Ogni segnale da monitorare è collegato a un blocco OB dedicato. All'interno di questo blocco ha luogo la generazione dei messaggi. Ogni OB può contenere più Trace Unit di differenti tipi. Il numero e i tipi di queste dipende dal target di debug e dalle informazioni che ne derivano. Per dare l'avvio e lo stop alla registrazione delle tracce, alla generazione dei cross-trigger e al controllo degli obiettivi, è implementata una logica di trace qualification come mostrato in figura:

La matrice AND/OR applicata a tutti i blocchi di trace qualification è contenuta negli OB e nell'MCX. I valori di trigger in ingresso possono essere valutati direttamente o negati. Può anche essere scelta la soglia o livello di sensibilità.

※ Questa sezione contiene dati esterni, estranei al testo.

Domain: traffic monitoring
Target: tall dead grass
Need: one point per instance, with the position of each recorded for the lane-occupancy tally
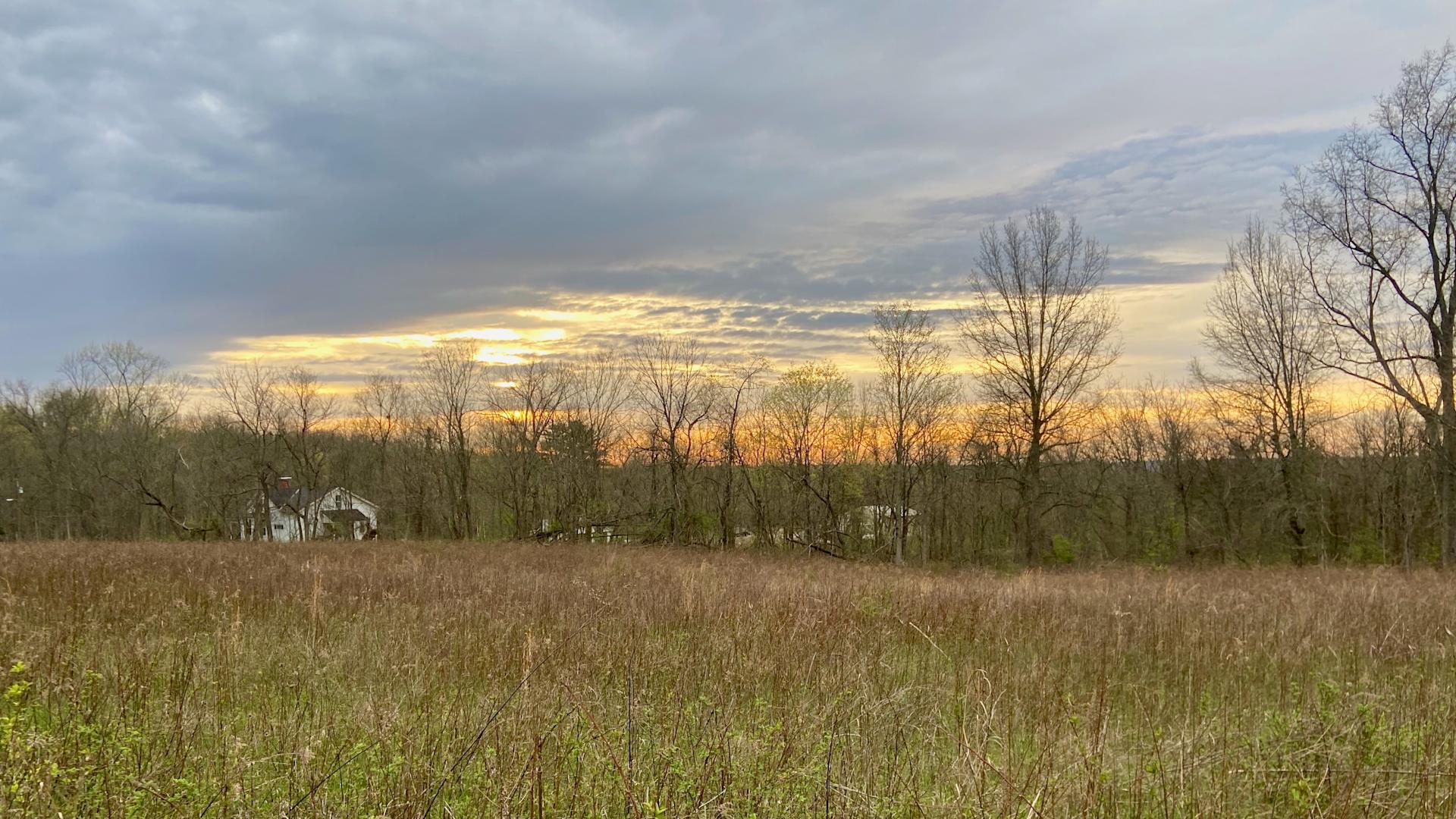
(595, 681)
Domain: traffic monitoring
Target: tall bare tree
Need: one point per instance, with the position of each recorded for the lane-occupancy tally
(1375, 224)
(452, 385)
(915, 395)
(1267, 337)
(525, 403)
(674, 391)
(140, 398)
(248, 397)
(736, 388)
(303, 410)
(1041, 331)
(808, 414)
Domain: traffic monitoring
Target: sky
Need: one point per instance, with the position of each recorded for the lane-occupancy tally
(340, 183)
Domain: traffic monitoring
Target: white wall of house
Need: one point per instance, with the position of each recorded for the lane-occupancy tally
(312, 523)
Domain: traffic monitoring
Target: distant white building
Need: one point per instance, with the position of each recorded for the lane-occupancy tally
(300, 513)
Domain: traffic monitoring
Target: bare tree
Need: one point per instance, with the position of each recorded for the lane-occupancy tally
(1041, 333)
(140, 398)
(453, 391)
(1375, 224)
(303, 409)
(526, 403)
(1267, 337)
(915, 395)
(674, 390)
(736, 388)
(248, 397)
(808, 413)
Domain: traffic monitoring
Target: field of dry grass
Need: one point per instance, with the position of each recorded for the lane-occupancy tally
(392, 679)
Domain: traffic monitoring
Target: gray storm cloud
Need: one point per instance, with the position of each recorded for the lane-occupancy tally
(185, 174)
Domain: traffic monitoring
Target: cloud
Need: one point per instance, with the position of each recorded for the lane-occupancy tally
(196, 175)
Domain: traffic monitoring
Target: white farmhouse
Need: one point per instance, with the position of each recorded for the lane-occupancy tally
(299, 513)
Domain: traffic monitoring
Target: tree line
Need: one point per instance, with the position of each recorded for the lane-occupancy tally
(1027, 457)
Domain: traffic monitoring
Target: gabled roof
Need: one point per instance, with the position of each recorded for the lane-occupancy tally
(302, 497)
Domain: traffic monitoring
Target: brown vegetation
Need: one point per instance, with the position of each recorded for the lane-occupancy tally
(348, 679)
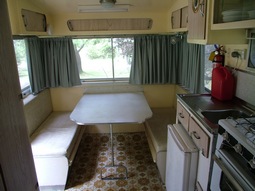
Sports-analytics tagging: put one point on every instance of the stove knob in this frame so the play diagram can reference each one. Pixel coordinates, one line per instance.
(252, 163)
(225, 136)
(238, 148)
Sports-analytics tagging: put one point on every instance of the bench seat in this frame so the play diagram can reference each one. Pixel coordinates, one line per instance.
(54, 145)
(156, 132)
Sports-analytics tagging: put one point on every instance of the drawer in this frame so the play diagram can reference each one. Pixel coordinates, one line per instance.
(201, 139)
(182, 116)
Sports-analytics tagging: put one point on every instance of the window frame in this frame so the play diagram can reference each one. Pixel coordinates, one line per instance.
(113, 79)
(25, 91)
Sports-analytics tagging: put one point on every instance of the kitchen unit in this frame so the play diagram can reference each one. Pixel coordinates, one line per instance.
(199, 115)
(182, 157)
(230, 14)
(203, 138)
(234, 159)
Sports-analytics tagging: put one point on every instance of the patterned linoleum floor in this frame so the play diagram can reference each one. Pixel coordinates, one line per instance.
(130, 150)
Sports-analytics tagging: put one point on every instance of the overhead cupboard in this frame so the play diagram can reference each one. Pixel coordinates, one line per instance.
(233, 14)
(201, 30)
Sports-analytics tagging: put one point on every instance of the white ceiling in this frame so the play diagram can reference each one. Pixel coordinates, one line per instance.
(71, 6)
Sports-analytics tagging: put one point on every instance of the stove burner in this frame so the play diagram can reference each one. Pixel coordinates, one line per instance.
(247, 127)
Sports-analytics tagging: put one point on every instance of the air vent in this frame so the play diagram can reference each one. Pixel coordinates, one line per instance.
(109, 24)
(33, 21)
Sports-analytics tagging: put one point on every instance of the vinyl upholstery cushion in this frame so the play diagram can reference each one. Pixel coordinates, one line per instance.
(54, 136)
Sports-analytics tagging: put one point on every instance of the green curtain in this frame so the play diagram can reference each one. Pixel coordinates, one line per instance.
(191, 72)
(157, 61)
(52, 62)
(36, 68)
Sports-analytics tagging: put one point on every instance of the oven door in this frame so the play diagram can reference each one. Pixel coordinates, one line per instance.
(228, 174)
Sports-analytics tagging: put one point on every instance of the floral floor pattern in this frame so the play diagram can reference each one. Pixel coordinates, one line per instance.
(130, 150)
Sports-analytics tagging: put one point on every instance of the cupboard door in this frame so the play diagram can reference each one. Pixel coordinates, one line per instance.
(182, 116)
(176, 19)
(184, 17)
(200, 138)
(197, 20)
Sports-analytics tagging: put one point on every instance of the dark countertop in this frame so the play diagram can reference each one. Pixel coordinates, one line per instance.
(200, 102)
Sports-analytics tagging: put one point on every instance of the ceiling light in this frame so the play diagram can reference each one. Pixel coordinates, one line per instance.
(176, 38)
(107, 3)
(99, 8)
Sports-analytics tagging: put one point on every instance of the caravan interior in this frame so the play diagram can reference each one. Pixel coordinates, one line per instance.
(120, 95)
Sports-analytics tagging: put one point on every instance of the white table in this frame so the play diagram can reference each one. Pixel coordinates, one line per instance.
(111, 108)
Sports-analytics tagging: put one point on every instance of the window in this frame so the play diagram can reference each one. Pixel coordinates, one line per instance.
(21, 58)
(104, 58)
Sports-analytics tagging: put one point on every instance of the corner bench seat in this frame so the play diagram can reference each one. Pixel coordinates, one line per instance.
(54, 145)
(55, 137)
(156, 132)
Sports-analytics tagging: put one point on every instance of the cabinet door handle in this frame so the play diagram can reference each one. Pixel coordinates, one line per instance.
(195, 135)
(202, 8)
(181, 115)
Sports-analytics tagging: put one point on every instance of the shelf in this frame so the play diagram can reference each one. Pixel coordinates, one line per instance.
(234, 25)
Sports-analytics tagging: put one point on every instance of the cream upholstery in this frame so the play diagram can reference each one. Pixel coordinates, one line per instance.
(54, 141)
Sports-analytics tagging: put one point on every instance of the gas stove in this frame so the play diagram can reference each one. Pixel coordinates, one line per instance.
(242, 130)
(234, 158)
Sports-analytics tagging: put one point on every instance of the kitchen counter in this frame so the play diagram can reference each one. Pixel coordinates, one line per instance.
(196, 103)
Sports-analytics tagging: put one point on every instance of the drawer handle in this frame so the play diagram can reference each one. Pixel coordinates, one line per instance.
(181, 115)
(195, 134)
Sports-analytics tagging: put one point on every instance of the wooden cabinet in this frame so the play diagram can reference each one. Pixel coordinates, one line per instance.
(204, 141)
(200, 138)
(197, 20)
(176, 19)
(184, 17)
(182, 116)
(179, 19)
(200, 27)
(229, 14)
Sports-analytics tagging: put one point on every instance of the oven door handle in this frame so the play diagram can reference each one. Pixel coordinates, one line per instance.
(227, 173)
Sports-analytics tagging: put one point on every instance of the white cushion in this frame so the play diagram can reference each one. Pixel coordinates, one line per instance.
(54, 136)
(157, 126)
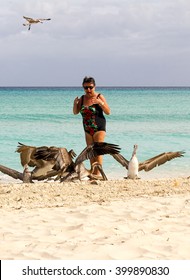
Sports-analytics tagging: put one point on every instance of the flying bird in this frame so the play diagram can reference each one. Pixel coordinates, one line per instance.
(134, 166)
(30, 21)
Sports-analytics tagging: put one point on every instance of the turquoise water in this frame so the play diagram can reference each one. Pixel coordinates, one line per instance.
(157, 119)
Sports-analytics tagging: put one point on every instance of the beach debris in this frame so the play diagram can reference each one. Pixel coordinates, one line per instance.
(134, 166)
(58, 163)
(30, 21)
(76, 169)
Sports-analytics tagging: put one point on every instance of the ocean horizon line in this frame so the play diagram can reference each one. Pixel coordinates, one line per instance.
(99, 86)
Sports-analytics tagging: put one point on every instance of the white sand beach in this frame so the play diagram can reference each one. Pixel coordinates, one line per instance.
(111, 220)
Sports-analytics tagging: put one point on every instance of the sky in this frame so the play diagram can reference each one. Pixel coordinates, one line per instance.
(118, 42)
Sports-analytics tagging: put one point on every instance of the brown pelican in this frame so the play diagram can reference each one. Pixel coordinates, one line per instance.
(53, 161)
(77, 168)
(133, 166)
(33, 21)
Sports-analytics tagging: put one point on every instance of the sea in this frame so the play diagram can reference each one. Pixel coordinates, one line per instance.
(155, 118)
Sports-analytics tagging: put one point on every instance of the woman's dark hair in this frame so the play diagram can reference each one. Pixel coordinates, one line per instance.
(88, 80)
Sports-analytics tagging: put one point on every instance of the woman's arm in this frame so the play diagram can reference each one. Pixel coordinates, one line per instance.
(76, 105)
(101, 101)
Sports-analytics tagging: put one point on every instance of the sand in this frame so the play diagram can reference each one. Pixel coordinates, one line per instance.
(112, 220)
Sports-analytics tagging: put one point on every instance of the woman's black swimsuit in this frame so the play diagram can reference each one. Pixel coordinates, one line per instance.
(93, 118)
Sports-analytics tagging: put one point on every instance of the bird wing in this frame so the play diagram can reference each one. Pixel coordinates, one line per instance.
(46, 153)
(123, 161)
(96, 149)
(44, 18)
(27, 18)
(60, 156)
(11, 172)
(160, 159)
(26, 154)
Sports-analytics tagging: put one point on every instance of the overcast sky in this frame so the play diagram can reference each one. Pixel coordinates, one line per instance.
(118, 42)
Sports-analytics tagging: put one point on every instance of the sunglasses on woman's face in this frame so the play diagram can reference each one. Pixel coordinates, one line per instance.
(89, 87)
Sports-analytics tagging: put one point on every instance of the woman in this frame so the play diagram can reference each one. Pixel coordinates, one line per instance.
(92, 105)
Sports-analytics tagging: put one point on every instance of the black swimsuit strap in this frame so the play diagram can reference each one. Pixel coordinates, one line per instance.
(82, 100)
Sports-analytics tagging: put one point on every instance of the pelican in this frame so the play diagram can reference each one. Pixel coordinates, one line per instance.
(31, 21)
(53, 161)
(134, 166)
(77, 168)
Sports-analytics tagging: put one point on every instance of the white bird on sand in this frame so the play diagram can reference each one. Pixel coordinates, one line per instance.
(134, 166)
(31, 21)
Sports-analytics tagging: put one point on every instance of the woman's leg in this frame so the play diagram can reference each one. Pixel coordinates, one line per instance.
(98, 137)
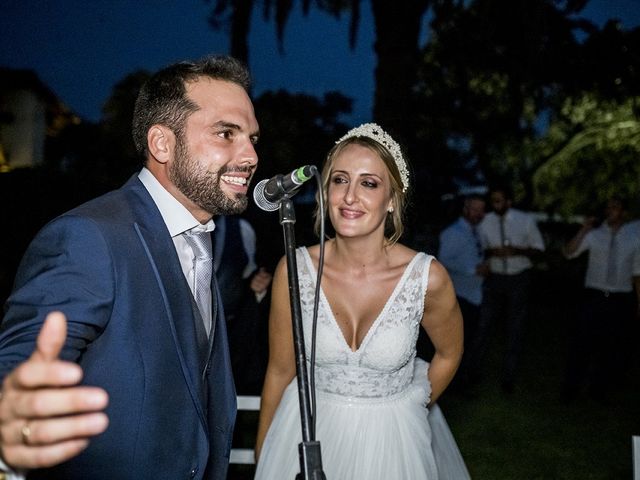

Dal punto di vista del debug, l'MCDS è uno strumento che deve essere programmato per un certo tipo di debug scrivendo le informazioni di configurazione all'interno di una serie di registri di memoria opportunamente mappati. Questi registri controllano le matrici AND/OR di ogni blocco OB, DMC e di un certo numero di sorgenti di trigger (per esempio dei comparatori indirizzi/dati).